CUTTING EDGE DANISH START-UP DESIGNS SIGNAL CONDITIONING ASICs USING TANNER
"The Tanner solution has proven itself as the right choice and we understand that planned enhancements should ensure that it remains very cost-effective for customers like us." Claus Fürst Co-Founder and CTO, AudioASICS
Michael Deruginsky and Claus Fürst founded AudioASICS, a Danish start-up near Copenhagen, in July 2003 and launched the first engineering samples of their next generation signal conditioning ASICs less than a year later in January 2004. These ASICs go inside communications microphone housings as bare die, flip-chip or wafer level (CSP) packages and provide greater sensitivity than their analog counterparts, improved signal-to-noise performance and, where required, digital output via an on-chip A/D converter. They enable smaller microphone elements to be used and, by putting more signal processing into the microphone itself, free-up resources in other system DSPs.
Speed to Market Mission Critical
Informed observers forecast a market of some 750 million microphones requiring such ASICs by 2007, with a further 100 million or more devices going into miniature loudspeakers with similar circuit elements and the addition of a Class D driver. With such a large potential market to be captured and time-to-market a major issue, AudioASICS needed design tools that could deliver all the power and functionality necessary to capture their revolutionary ideas in an easy to use environment, but on a start-up sized budget. Tanner EDA came to their rescue.

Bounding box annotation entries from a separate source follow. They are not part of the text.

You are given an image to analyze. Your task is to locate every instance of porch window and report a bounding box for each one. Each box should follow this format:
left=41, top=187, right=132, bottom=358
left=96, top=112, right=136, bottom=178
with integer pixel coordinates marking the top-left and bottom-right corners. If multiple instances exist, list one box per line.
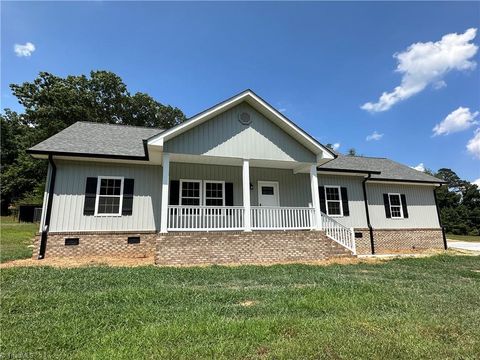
left=180, top=180, right=201, bottom=205
left=205, top=181, right=225, bottom=206
left=325, top=186, right=343, bottom=216
left=96, top=177, right=123, bottom=215
left=388, top=194, right=403, bottom=219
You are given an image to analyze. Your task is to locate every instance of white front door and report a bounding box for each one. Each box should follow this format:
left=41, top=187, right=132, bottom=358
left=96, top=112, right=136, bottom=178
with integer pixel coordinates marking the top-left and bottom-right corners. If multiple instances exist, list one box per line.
left=258, top=181, right=280, bottom=206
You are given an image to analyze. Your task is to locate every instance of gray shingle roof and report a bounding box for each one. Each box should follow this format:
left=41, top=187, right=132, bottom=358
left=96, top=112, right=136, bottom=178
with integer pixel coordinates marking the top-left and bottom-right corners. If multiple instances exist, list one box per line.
left=318, top=155, right=443, bottom=183
left=29, top=122, right=163, bottom=157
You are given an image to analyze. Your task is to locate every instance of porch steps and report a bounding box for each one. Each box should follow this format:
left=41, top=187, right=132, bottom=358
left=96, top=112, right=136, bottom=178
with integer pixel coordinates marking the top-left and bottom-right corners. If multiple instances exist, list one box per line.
left=155, top=230, right=354, bottom=265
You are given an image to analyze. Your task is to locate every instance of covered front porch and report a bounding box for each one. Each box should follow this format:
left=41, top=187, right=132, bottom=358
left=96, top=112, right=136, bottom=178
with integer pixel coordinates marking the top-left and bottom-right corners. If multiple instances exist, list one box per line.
left=160, top=153, right=355, bottom=250
left=160, top=153, right=323, bottom=233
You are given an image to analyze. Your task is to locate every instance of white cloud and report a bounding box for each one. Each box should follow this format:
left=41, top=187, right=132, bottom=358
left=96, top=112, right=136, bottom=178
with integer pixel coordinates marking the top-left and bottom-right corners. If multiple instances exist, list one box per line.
left=366, top=130, right=383, bottom=141
left=13, top=42, right=35, bottom=57
left=467, top=128, right=480, bottom=159
left=361, top=28, right=478, bottom=112
left=412, top=163, right=425, bottom=172
left=433, top=107, right=478, bottom=136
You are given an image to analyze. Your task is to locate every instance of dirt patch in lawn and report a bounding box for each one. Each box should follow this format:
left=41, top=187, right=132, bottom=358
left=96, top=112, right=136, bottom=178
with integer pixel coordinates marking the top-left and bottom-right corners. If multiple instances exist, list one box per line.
left=0, top=249, right=466, bottom=269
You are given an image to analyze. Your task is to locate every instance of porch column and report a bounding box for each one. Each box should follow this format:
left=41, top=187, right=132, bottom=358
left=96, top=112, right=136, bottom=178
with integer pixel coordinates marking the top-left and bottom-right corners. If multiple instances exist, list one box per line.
left=160, top=153, right=170, bottom=233
left=310, top=164, right=322, bottom=230
left=242, top=159, right=252, bottom=231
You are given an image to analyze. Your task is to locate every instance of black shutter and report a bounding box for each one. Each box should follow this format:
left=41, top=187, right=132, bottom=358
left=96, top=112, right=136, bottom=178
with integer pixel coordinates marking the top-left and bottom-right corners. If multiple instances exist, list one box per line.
left=122, top=179, right=135, bottom=215
left=383, top=194, right=392, bottom=219
left=340, top=187, right=350, bottom=216
left=225, top=183, right=233, bottom=206
left=400, top=194, right=408, bottom=219
left=172, top=180, right=180, bottom=205
left=83, top=178, right=97, bottom=216
left=318, top=186, right=327, bottom=214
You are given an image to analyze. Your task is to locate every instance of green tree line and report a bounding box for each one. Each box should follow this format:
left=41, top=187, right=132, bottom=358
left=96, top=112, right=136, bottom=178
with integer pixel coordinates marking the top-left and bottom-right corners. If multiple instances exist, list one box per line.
left=0, top=71, right=185, bottom=214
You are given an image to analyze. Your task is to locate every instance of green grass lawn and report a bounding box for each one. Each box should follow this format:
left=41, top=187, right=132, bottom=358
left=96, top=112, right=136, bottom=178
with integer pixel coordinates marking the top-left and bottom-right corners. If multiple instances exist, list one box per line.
left=447, top=234, right=480, bottom=242
left=0, top=255, right=480, bottom=359
left=0, top=216, right=38, bottom=263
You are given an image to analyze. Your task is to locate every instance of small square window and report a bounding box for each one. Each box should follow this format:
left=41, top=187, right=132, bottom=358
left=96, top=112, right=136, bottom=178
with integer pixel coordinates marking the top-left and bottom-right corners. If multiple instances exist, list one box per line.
left=127, top=236, right=140, bottom=244
left=65, top=238, right=80, bottom=246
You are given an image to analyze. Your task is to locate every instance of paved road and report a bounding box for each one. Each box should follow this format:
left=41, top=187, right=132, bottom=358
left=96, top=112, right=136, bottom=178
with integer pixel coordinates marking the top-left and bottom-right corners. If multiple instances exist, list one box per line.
left=448, top=240, right=480, bottom=252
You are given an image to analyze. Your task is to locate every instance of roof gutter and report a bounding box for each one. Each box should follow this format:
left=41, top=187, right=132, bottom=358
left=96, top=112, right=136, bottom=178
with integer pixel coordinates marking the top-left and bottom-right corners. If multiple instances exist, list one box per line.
left=362, top=174, right=375, bottom=255
left=38, top=154, right=57, bottom=260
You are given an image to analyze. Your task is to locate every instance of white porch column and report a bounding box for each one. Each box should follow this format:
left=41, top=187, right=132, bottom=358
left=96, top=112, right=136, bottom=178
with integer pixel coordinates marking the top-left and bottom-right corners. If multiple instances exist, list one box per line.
left=242, top=159, right=252, bottom=231
left=160, top=153, right=170, bottom=233
left=310, top=164, right=322, bottom=230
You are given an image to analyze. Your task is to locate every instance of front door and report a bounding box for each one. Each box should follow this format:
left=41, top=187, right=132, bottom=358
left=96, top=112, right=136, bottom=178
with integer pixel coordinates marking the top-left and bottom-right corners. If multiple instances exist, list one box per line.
left=258, top=181, right=280, bottom=206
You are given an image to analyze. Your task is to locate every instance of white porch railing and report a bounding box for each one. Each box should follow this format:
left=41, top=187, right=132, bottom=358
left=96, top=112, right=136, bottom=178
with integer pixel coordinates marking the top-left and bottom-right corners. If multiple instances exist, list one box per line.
left=167, top=205, right=245, bottom=231
left=321, top=212, right=356, bottom=255
left=251, top=206, right=315, bottom=230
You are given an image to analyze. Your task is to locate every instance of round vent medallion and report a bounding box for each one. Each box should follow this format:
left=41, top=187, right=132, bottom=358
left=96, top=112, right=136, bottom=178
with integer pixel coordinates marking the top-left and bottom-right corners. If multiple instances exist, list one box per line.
left=238, top=112, right=252, bottom=125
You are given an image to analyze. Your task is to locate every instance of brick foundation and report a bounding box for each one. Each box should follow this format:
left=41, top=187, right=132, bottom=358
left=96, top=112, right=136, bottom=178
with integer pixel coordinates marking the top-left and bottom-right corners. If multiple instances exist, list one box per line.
left=33, top=232, right=157, bottom=259
left=355, top=229, right=443, bottom=255
left=155, top=231, right=352, bottom=265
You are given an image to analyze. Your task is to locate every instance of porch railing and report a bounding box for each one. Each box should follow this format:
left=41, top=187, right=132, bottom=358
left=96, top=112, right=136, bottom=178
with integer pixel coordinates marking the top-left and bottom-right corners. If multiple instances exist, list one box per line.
left=167, top=205, right=245, bottom=231
left=251, top=206, right=315, bottom=230
left=321, top=212, right=356, bottom=255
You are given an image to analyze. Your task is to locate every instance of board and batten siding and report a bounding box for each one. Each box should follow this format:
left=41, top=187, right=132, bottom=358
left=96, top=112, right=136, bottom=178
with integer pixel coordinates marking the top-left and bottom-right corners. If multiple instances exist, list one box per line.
left=170, top=163, right=312, bottom=207
left=50, top=160, right=162, bottom=232
left=164, top=103, right=316, bottom=163
left=367, top=183, right=440, bottom=229
left=318, top=174, right=368, bottom=228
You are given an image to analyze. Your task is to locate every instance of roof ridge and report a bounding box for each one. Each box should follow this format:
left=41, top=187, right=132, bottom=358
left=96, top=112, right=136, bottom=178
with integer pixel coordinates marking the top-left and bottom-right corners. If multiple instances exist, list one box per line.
left=72, top=120, right=165, bottom=131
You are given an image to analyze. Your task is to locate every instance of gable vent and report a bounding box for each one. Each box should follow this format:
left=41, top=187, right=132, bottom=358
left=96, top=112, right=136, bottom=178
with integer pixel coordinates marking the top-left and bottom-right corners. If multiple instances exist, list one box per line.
left=238, top=112, right=252, bottom=125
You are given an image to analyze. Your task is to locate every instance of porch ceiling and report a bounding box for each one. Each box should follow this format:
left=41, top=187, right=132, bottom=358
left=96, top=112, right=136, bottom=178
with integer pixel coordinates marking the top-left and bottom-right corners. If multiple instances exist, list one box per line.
left=163, top=154, right=312, bottom=173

"We recognized that tools from the larger EDA companies could offer all of the functionality we needed and more," said Fürst, Chief Technology Officer at AudioASICS. "To some extent that's part of the problem, they were just too complex for our requirements. After reviewing the available options, I would say that such tools only offered us about 10% more useful functionality but at 10 to 20 times the cost of alternatives from Tanner."
The Challenge: Simple Design With Complex Performance Goals
The challenge facing this small company was to create full-custom, mixed-signal ASICs for 0.35 micron CMOS processes. The buffer, pre-amplifier and A/D converter consists of several hundred transistors in a mixed-signal design. This is a simple design in terms of number of transistors, but the complexity comes from how they have to be tied together to achieve performance goals.
In considering their options, the company reviewed offerings from a number of EDA companies. There were four key requirements:
The Right Choice: Tanner EDA
AudioASICS finally settled on a combination of tools from Tanner EDA, including Tanner T-Spice Pro for circuit simulation, schematic entry and waveform analysis, together with Tanner L-Edit layout and verification software.
The combination of Tanner tools not only met the original EDA specification but added some further advantages. "Our full custom ASICs don't involve third-party IP as we design our own transistors to optimize performance in the application. This is labor-intensive, but the Tanner tools enable us to develop analog building blocks in both the schematic and physical domains. We can then re-use these blocks across a range of design variants and again in future products," said Fürst.
In addition, device generators in L-Edit Pro allow the option for AudioASICS to move between foundries, so they are not locked in to a single supplier. This ensures maximum flexibility, productivity and competitiveness when it comes to producing the silicon.
Tanner EDA in the Future
As AudioASICS plans more ambitious and complex products in the future, it has confidence that Tanner EDA will continue to keep pace with their needs. According to Fürst "The Tanner solution has proven itself as the right choice and we understand that planned enhancements should ensure that it remains very cost-effective for customers like us."